The games young animals play prepare them for adult life. Likewise, childhood games like I played as a child help prepare children for the demands of school. Large and small muscles develop and eye-hand coordination improve as these games are played over and over. The mastery of these games build perseverance, concentration, and a feeling of accomplishment. How many of the following games did you play? How many are enjoyed by children today?

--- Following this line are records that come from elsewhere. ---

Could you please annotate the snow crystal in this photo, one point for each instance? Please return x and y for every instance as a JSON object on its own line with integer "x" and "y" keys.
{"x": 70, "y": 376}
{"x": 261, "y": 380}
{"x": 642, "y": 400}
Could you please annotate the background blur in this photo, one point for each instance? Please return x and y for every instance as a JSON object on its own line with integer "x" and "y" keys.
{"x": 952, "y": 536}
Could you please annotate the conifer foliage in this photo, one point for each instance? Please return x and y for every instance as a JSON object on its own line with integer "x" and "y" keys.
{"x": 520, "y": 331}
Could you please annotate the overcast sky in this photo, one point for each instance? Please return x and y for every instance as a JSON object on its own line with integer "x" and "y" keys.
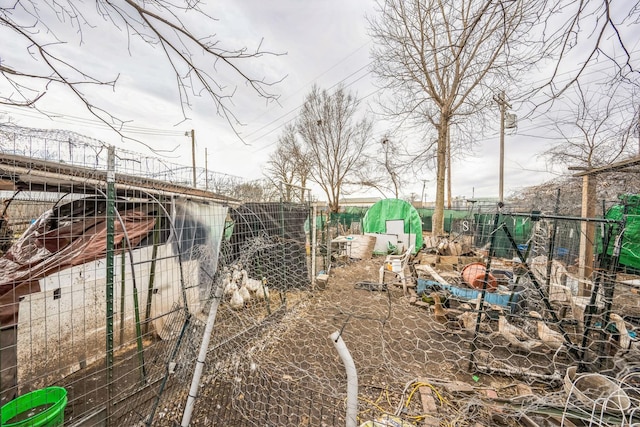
{"x": 322, "y": 42}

How I loved to play jacks! I can remember sitting on the our linoleum floor in the kitchen crying with frustration, trying to master the coordination required to play this game. I was so happy when I finally conquered it! My sister and I played many an hour at home. My friend across the street from my house and I played jacks at recess with classmates many, many times. I taught my second graders to play jack on inside recess days. I started by first having them master the bounce-catch rhythm with the ball before we moved the bounce-grab-catch moves with the ball and jacks. Here are the rules.
Pick-up sticks is a game that calls for a little more fine motor skills than most 1st and 2nd graders possess. Most 3rd or 4th graders have the steadiness to master this game and possibly a few 2nd graders have the ability. This short video shows a couple of techniques for getting a stick out of the pile without moving any other sticks.
I was a lousy yoyoer, but my brother and his friends got pretty good. It sure is fun to watch someone who is a whiz at yoyoing, like these folks.
Paddle ball is not too difficult for many children. I played it a lot when I in grade school. Watch this little girl. She's like the Eveready battery bunny!
I never played marbles that I recall, but my husband has very fond memories of playing them. I don't know of any kids that play this game these days. It's a game that calls for a great deal of eye-hand coordination. Here's how to shoot a marble, here are the rules, and here are some other activities you can do with marbles.
My sister and girlfriend and I honed our cutting skills and imaginations when playing with our paper dolls. We each kept our dolls and wardrobes in a special box so they would be ready for our many play sessions with them. McCalls magazine printed Betsy McCall and her new set of clothes each month. We made up stories to use our dolls in and even drew, colored, and cut out our own costume designs for our paper dolls.